Но случалось, что в беседе затрагивались и более интимные вопросы.
– Вот, видишь ли, Лиль, мы с женой живем недурно. То есть мы уживаемся, но о любви говорить не приходится, – говорит один из ее временно-интимных друзей. – Жена меня постоянно пилит, почему я много курю, почему не хожу в церковь. А тут еще неприятности из-за детей. Моя старшая дочка что-то больно часто повадилась гулять с Гарри Гарвнером, и я себя каждый день спрашиваю, подходящая ли он для нее пара. И не могу решить. Ведь ты его давно знаешь, Лиль, каково твое мнение?
Приняв неоднократное участие в беседах этого рода, Лиллиан, с своей стороны, пользовалась Мэй как темой для разговоров.
– Я вас понимаю, – говорила она, – я приблизительно то же самое испытываю, когда думаю о своей сестре Мэй.
Она не меньше ста раз успела рассказать, что Мэй совсем не то, что все остальные Эджли.
– Она такая умница, бьюсь об заклад, во всех школах не было девочки умнее Мэй!
Понятно поэтому, что, пользовавшись столько времени сестрой как доказательством способностей Эджли, Лиллиан была потрясена, узнав об истории на земляничном поле. В течение нескольких недель она хранила молчание, но однажды, в жаркий июльский вечер, когда никого, кроме нее и Мэй, не было дома и они сидели на крыльце, она заговорила с сестрой.
Она намеревалась действовать как мать – без обиняков, но ласково. Но как только она открыла рот, ее голос задрожал и ее начала обуревать злоба.
– Я слышала, Мэй, что ты глупостей наделала с мужчиной, – начала Лиллиан.
Вечер был жаркий и темный; небо уже давно предвещало грозу. После вопроса Лиллиан долго царила мертвая тишина, а потом Мэй положила голову на руки и, наклонившись вперед, начала тихо плакать. Она раскачивалась взад и вперед и изредка молчание прерывалось заглушенными рыданиями.

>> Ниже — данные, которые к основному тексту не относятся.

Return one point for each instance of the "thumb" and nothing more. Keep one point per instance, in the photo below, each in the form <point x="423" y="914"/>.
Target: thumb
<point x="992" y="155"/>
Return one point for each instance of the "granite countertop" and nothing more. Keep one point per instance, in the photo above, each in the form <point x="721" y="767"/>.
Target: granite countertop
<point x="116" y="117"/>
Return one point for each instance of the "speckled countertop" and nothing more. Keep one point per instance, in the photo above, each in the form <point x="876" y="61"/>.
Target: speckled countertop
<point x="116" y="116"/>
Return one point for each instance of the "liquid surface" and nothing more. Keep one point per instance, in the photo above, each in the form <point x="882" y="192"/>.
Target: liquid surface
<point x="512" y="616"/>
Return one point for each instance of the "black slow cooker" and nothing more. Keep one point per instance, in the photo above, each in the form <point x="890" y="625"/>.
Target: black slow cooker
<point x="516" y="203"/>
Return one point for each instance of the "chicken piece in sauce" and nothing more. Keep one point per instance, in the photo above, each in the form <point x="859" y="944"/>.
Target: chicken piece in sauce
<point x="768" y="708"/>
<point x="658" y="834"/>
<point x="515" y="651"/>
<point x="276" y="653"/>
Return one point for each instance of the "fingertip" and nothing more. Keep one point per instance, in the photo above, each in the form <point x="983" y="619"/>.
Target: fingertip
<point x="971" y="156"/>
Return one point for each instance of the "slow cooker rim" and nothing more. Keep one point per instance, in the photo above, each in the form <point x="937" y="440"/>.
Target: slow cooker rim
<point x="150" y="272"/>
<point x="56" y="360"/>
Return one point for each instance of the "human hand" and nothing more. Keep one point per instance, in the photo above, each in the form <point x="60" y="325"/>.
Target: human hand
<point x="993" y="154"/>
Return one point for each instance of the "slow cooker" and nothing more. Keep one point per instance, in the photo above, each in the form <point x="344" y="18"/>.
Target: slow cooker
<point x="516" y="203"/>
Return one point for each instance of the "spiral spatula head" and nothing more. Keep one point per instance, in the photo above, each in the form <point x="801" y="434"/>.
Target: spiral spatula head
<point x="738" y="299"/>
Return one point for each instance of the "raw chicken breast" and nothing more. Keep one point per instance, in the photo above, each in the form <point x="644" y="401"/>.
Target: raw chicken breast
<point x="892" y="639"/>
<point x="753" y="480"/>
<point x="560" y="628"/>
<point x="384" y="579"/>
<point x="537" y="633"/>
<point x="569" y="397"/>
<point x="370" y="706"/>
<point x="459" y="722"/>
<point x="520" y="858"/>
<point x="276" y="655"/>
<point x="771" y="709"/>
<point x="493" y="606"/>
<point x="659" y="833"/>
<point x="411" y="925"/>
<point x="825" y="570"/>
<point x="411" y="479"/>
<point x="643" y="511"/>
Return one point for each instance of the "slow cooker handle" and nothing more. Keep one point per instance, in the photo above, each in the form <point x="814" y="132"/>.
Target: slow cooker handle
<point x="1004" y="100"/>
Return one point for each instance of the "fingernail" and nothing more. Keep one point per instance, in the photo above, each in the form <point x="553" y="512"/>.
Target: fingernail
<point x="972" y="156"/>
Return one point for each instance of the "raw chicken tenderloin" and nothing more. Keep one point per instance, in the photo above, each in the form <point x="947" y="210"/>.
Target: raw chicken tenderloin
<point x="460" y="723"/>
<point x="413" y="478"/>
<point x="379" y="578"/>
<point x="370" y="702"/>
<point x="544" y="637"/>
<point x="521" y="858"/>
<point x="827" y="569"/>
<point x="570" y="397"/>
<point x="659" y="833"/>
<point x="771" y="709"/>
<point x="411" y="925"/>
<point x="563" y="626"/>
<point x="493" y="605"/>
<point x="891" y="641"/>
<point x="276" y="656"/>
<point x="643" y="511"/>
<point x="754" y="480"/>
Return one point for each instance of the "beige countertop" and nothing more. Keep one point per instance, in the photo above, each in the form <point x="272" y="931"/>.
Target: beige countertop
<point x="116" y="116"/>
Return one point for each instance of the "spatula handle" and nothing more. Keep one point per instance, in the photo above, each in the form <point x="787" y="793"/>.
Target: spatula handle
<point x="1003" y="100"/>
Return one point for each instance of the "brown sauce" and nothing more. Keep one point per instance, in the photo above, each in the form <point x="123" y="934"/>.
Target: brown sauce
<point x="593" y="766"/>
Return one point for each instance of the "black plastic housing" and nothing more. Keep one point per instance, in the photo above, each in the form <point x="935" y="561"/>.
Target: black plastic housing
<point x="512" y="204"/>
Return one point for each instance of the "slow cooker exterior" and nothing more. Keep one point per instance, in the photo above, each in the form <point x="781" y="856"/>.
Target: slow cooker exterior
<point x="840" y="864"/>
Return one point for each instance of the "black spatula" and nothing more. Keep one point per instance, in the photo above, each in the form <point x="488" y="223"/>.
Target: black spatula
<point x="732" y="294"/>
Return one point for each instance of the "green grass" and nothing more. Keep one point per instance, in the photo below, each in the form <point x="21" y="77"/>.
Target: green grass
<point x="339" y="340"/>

Но Лиллиан решила поскорее закончить начатое дело в том же суровом тоне, пока она сама не расплакалась, а потому резко добавила:
– Ты из себя разыграла большущую дуру, Мэй. Я этого от тебя не ожидала. Не думала, что ты окажешься дурой!
Пытаясь заглушить в себе мысль о своей собственной злосчастной жизни, Лиллиан становилась все более и более резкой. Ее голос все еще дрожал, и, чтобы снова вернуть контроль над собой, она встала и пошла в комнаты. Когда она вернулась оттуда, Мэй все еще сидела, закрыв лицо руками. Жалость охватила Лиллиан.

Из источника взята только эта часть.